Kurumlar Vergisi Kanunu’nun iktisadi kamu müesseseleriyle ilgili gerekçesinde, iktisadi mahiyetteki işletmelerin karakteristik vasıflarının, işletmenin mevzuunun ve faaliyetinin tedavül ekonomisine iştiraki tazammun etmesi (satış veya ücret karşılığında iş yapılması gibi) ve faaliyetin devamlı olması şeklinde açıklanmıştır.
Olayda davacı Odanın çeşitli firma ve şahısların talepleri üzerine bedeli mukabilinde topraklama testi ve rapor düzenlediği, bu hizmetler karşılığında makbuz mukabili belirli bir bedel alındığı ve bu faaliyetin icrasına ilişkin giderlerinin bulunduğu anlaşılmakta olup, devamlılık arzeden ve ticari nitelikteki bu faaliyetin katma değer vergisine tabi olduğu sonucu ortaya çıkmaktadır. Bu nedenle davacı Odanın faaliyetin ticari nitelikte olmadığı ve dolayısıyla katma değer vergisine tabi olmadığı yolunda verilen vergi mahkemesi kararında isabet görülmemiştir.

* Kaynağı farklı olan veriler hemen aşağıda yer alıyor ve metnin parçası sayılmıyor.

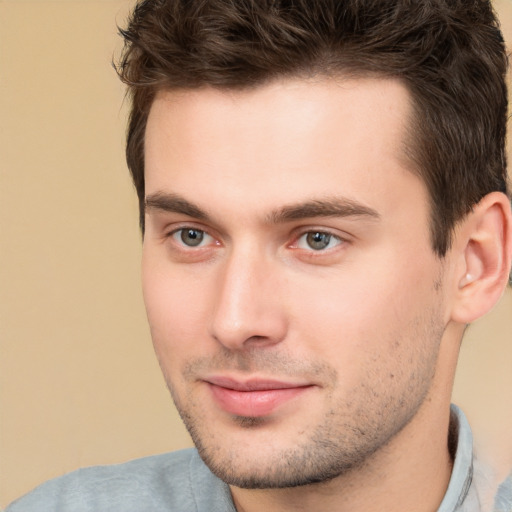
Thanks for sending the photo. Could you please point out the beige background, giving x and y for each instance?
(79, 384)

Açıklanan nedenlerle temyiz isteminin kabulüne, …Vergi Mahkemesinin … tarih ve E:…, K:… sayılı kararının bozulmasına 17.6.2008 tarihinde oyçokluğu ile karar verildi.

Karşı Oy : Temyiz dilekçesinde öne sürülen hususlar, temyize konu mahkeme kararının bozulmasını sağlayacak nitelikte bulunmadığından temyiz isteminin reddi gerektiği oyu ile çoğunluk kararına katılmıyorum.